Bill Daley Unveils Partial 2017 Tax Returns
Mayoral candidate William Daley made good on his promise to release his income tax information – at least partially. The Daley campaign provided “Chicago Tonight” the cover sheets for his 2017 federal income 1040 form.
They show that Daley paid an effective tax rate of 37 percent on adjusted gross income of just over $2.5 million. He paid the federal government $789,180 on taxable income of nearly $2.2 million. Daley did not include any of the attachments that would provide more details on his earnings and charitable contributions.

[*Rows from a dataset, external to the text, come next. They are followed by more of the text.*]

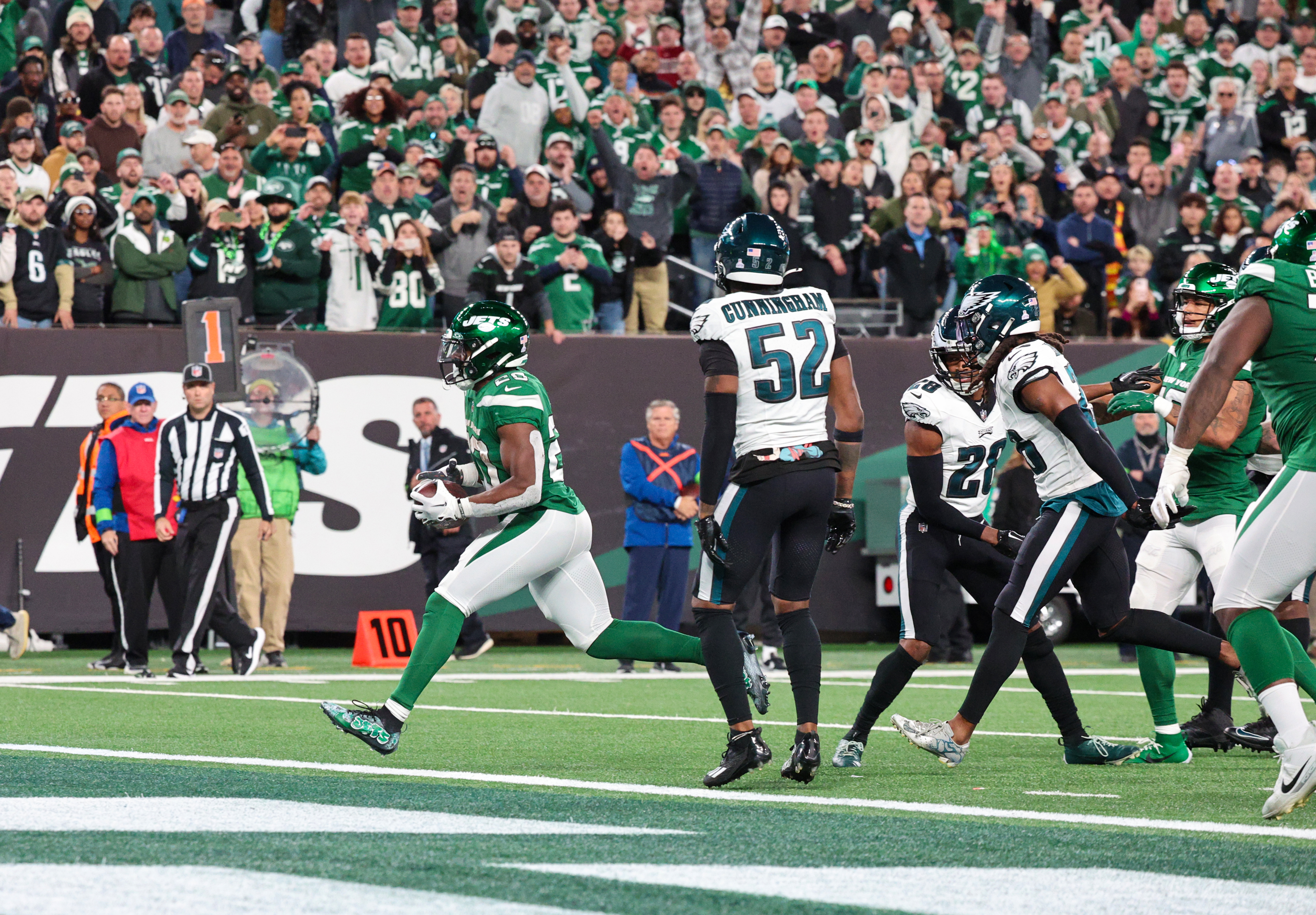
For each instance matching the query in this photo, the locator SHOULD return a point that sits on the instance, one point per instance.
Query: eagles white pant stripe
(553, 559)
(907, 630)
(1040, 576)
(1276, 551)
(1169, 561)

But the Daley campaign says he and wife Bernie donated $100,000 to charity last year. Daley, who took leave from his partnership at Argentiere Capital to run for mayor, also earned $50,000 in speaking fees, according to the campaign.
“Chicago Tonight” has requested full tax returns from the past four years from all of the candidates running for Chicago mayor. Last year’s cover sheets are all the Daley campaign plans to disclose, said spokesperson Peter Cunningham.
Daley lists $1.8 million in income from “real estate, royalties, partnerships, S-corporations, trusts, etc.,” but without the attached schedules, it’s unclear how that income is broken down.
The Chicago Tribune reports that candidates who have held public positions complied with its request for tax forms, including Dorothy Brown, Toni Preckwinkle, Susana Mendoza, Lori Lightfoot and Paul Vallas; Gery Chico released partial returns from 2014-2017.
Most of those candidates have also given or promised to give the same forms to “Chicago Tonight.”
But others have not committed to any public release of their returns, including Amara Enyia, Jerry Joyce, Garry McCarthy and Willie Wilson.
Vallas has challenged every candidate to release their full tax returns.
“This is no time for a mayor to be veiled in secrecy. Chicagoans need to know that their leader is being honest and open and fully aligned with the voters. It’s not an option. Mayoral candidates need to make their tax returns public or voters should assume that they have some bad things to hide,” Vallas said.